Best coding model on RTX 3060

Posted by solimaotheelephant3@reddit | LocalLLaMA | View on Reddit | 4 comments

Wondering what’s the best coding model that can fit on a RTX 3060 (12GB). Has anyone been able to do something useful with it?

Also wondering about best setup (vllm? Llama.cpp?) and quantization.

Thanks a lot, this community is great

[-]

ea_man@reddit

QWEN3.6 35B A3B with MTP, https://huggingface.co/byteshape/Qwen3.6-35B-A3B-MTP-GGUF

the smaller quant es IQ3 the fastest speed and less "quality"

The more context you want the more KV cache quant you need, es at 20k ctx you may do with q_4, at 120K you want q8_0 q5_0.

For coding you want MTP enabled with n=1-3 according to how much ctx length you wanna keep, it multiplies * ctx length. For creative chat just do n=1 or none.

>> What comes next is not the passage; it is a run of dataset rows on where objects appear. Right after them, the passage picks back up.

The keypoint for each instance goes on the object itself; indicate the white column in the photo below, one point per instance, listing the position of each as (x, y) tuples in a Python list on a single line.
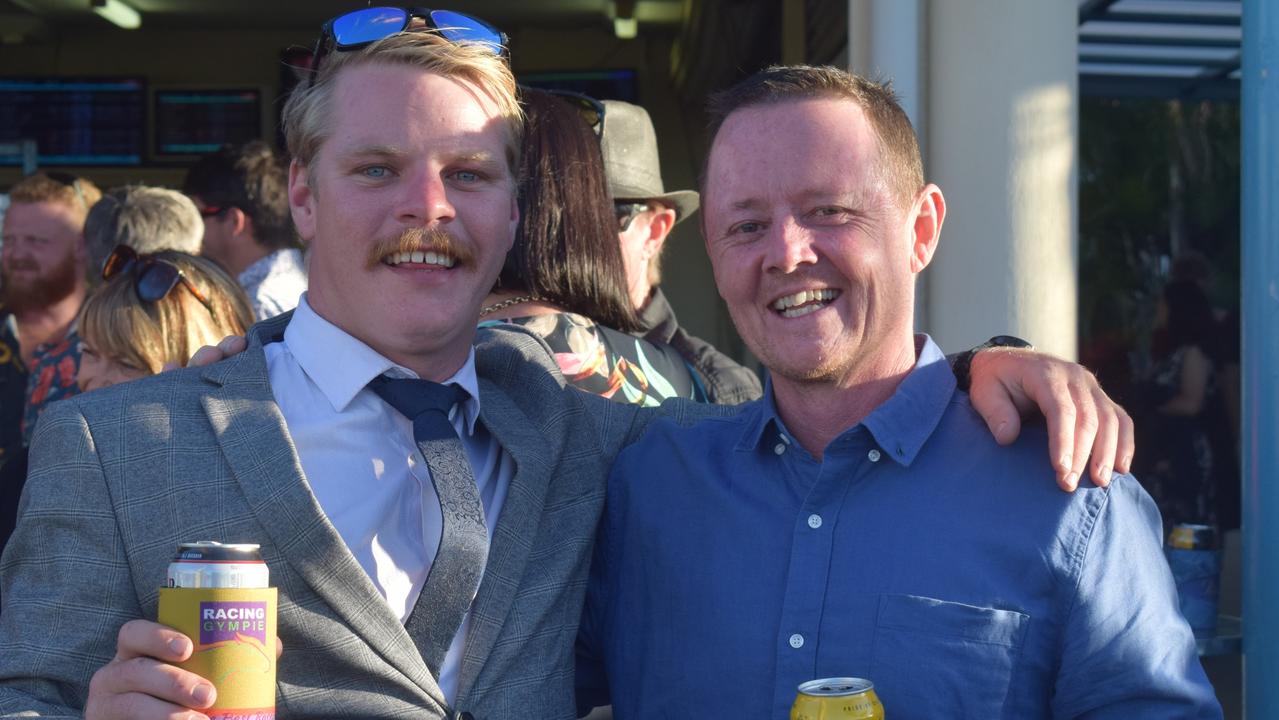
[(1002, 127)]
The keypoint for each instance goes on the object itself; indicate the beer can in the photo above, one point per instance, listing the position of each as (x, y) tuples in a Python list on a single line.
[(214, 564), (837, 698), (218, 596), (1195, 559)]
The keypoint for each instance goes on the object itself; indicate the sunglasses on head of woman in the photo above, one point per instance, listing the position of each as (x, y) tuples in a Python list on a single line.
[(154, 279), (357, 28), (588, 108)]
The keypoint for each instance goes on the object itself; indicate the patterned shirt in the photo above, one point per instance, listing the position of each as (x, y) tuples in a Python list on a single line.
[(13, 388), (613, 365), (53, 377)]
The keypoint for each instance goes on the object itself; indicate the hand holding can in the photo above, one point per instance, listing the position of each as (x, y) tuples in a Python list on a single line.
[(218, 596)]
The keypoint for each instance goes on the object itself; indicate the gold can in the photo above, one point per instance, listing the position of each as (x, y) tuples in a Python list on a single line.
[(837, 698)]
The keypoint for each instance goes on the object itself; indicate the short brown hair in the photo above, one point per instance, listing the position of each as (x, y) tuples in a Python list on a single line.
[(307, 114), (252, 178), (124, 329), (902, 168), (74, 192)]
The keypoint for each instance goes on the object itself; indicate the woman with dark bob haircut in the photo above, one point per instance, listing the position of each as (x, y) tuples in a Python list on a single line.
[(564, 279)]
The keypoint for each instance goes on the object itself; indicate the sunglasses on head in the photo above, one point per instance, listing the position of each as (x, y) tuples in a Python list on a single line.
[(362, 27), (212, 210), (154, 279), (588, 108), (627, 212)]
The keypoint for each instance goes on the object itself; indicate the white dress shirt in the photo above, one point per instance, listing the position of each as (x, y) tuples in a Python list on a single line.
[(274, 283), (363, 466)]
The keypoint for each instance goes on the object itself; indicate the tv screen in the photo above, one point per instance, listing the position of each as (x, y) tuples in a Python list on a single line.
[(196, 122), (74, 120)]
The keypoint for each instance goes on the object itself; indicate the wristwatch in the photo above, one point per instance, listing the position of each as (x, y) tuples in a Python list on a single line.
[(962, 365)]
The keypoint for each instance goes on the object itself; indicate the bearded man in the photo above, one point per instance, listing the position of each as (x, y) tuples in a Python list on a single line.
[(42, 270)]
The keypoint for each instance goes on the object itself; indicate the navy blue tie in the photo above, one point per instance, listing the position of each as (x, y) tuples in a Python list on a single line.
[(458, 565)]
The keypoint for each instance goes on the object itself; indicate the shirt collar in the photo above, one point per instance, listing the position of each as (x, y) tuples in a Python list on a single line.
[(342, 366), (901, 425)]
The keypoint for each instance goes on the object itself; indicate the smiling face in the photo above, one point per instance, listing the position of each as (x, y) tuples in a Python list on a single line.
[(409, 209), (44, 253), (812, 251)]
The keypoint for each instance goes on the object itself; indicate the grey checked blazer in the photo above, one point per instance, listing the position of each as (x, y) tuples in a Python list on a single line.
[(120, 476)]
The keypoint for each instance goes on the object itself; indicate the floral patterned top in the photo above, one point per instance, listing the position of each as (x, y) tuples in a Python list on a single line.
[(13, 388), (53, 377), (612, 363)]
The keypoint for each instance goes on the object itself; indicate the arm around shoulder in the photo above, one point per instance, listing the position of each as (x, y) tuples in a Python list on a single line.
[(1127, 651)]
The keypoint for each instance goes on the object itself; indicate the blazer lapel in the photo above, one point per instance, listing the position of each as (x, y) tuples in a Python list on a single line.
[(256, 445), (508, 556)]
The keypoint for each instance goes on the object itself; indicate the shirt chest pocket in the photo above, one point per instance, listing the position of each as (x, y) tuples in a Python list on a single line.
[(936, 659)]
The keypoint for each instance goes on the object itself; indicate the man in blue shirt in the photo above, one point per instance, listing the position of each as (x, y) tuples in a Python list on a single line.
[(860, 519)]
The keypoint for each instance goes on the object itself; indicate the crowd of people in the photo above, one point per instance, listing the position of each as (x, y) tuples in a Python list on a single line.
[(502, 247)]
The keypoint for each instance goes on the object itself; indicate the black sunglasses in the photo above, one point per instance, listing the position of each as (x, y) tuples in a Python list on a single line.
[(154, 278), (627, 212), (357, 28)]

Single user / task -> llama.cp

Multiuser -> vllm, you don't have VRAM for that

[-]

Brother how much ram do you have Assuming you have 32gb Qwen3.6 35b a3b Gemma4 26b a4b Are the best intelligence moe models you can run For best mix of speed and intelligence you should try qwen3.5 9b

[-]

solimaotheelephant3@reddit (OP)

Rtx 3060 is 12GB

[-]

SimShelby@reddit

Qwen3.5 b35 A4b ud q4km from unsluth + turbo quant contexte 200k

am getting 40/45 tps And 300pp I have 32gb ram And 16gb vram

you can lower the contexte to match your vram

or try with Q3KM